The most bitter political battles in Fairfax County center around education funding, with the school board, teachers and parent activists seeking big increases each spring, and the board of supervisors calling those requests excessive.
Next Tuesday’s elections offer a chance to change that dynamic: three current or former school board members are running for supervisor, and each has made education funding a key part of his or her platform.
But their candidacies, for the most part, have generated lukewarm interest from the parents, teachers and activists who so dependably lobby the board each spring.
The candidates, and political observers in the region’s largest jurisdiction say there are four reasons: The limited influence of teachers unions in Virginia; general apathy over local elections, with no statewide or national offices on the ballot; a sense of futility among activists who have fought for years for more funding; and less political activism in the county’s poorest neighborhoods, where the need for funding is greatest.
“I just don’t see a whole lot of activity out there,” lamented former state Del. Jim Dillard (R), who co-founded a group called Fully Fund Fairfax that lobbied for more schools money last spring but has been dormant this election cycle.

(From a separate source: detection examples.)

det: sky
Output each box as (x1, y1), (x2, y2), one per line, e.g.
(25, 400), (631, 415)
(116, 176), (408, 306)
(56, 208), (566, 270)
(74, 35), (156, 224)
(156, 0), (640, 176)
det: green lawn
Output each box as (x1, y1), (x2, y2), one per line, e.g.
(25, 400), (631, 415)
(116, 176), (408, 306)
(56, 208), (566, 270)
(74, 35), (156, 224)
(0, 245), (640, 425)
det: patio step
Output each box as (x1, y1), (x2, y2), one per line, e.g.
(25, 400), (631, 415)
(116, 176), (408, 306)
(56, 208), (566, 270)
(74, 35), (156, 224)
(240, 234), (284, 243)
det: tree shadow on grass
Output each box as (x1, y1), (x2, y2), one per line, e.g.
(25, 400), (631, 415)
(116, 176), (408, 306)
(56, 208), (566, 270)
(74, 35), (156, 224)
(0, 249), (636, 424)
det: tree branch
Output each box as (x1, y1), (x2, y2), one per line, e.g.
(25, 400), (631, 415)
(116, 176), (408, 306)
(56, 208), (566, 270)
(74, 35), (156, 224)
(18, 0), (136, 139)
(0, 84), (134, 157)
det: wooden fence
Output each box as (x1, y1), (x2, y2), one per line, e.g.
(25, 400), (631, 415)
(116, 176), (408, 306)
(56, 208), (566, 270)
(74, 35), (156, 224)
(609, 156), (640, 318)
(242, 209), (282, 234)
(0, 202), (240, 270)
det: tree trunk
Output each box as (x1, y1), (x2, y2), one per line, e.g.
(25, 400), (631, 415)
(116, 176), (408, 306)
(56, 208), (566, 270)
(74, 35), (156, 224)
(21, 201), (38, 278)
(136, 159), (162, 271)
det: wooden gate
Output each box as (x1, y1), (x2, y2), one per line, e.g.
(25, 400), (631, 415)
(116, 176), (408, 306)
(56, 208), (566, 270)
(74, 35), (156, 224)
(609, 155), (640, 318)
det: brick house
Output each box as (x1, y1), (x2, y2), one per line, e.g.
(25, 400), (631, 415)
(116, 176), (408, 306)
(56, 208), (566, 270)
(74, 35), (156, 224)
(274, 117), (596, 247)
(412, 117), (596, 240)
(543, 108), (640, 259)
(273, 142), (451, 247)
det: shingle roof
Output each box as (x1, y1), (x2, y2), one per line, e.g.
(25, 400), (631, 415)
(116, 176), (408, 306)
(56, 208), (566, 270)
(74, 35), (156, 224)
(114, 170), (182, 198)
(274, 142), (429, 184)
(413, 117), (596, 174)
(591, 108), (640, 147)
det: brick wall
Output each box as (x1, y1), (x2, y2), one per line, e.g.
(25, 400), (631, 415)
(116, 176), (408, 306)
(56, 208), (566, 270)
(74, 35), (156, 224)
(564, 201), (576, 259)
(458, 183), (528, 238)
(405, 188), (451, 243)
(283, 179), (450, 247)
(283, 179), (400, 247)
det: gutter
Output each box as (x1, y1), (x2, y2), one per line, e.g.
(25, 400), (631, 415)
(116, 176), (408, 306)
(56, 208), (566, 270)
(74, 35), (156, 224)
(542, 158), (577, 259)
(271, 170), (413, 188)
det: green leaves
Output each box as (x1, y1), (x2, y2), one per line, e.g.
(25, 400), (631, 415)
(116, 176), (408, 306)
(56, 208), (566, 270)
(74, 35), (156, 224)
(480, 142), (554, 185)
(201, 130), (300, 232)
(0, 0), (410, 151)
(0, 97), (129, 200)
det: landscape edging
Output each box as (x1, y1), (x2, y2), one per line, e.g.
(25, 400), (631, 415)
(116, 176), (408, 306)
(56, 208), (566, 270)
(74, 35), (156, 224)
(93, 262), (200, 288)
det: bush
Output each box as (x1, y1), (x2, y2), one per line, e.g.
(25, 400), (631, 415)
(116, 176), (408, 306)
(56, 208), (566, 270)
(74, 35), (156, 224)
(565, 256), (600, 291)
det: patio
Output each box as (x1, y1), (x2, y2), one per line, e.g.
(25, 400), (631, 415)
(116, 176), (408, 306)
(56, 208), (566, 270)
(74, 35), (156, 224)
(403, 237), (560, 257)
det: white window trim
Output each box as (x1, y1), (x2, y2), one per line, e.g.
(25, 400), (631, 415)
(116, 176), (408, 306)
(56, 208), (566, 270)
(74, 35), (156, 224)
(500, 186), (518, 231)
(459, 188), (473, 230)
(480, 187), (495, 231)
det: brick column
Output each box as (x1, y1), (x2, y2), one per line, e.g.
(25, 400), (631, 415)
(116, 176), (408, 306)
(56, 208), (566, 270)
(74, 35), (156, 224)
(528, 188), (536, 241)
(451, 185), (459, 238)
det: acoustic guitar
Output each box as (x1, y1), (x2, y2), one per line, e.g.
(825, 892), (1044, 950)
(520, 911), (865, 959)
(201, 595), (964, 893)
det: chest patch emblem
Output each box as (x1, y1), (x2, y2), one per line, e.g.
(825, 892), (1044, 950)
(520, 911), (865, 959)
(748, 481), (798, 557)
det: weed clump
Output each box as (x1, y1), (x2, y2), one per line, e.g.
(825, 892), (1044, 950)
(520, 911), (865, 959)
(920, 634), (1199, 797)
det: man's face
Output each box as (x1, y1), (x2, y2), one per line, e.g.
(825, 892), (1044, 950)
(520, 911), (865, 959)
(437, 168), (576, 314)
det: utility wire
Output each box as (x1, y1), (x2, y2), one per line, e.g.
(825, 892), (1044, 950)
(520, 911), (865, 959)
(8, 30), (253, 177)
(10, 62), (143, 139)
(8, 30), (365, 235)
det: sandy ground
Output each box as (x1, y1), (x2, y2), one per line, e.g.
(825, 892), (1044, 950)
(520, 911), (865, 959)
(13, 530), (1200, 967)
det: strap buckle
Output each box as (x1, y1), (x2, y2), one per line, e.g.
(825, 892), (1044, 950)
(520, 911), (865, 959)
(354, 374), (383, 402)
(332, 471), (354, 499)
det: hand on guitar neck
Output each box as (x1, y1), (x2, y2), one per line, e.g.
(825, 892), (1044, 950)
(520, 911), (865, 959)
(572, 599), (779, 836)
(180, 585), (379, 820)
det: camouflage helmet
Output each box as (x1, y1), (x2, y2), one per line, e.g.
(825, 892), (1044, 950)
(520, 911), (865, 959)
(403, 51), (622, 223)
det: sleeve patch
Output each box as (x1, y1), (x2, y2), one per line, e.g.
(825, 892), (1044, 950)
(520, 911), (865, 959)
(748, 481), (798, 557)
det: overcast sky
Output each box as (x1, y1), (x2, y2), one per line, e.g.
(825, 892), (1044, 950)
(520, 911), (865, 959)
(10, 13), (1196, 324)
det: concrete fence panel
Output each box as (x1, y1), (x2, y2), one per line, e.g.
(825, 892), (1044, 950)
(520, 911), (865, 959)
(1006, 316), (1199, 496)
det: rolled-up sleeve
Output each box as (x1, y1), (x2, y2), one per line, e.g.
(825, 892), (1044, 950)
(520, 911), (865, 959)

“I was hoping that group might take a more active role in actually trying to influence the voting population,” Dillard said. “But that never really occurred.”
Of the three candidates for supervisor who have school board experience, all of whom are Democrats, current board member Dan Storck has the best shot at victory. He is running against Republican Jane Gandee to fill outgoing Supervisor Gerald W. Hyland’s seat in the heavily Democratic Mount Vernon district, home to many of the system’s poorest, most crowded schools.
Storck was endorsed by county’s two teachers unions, but said that has not produced significant contributions or volunteers — “definitely not as much as I want.”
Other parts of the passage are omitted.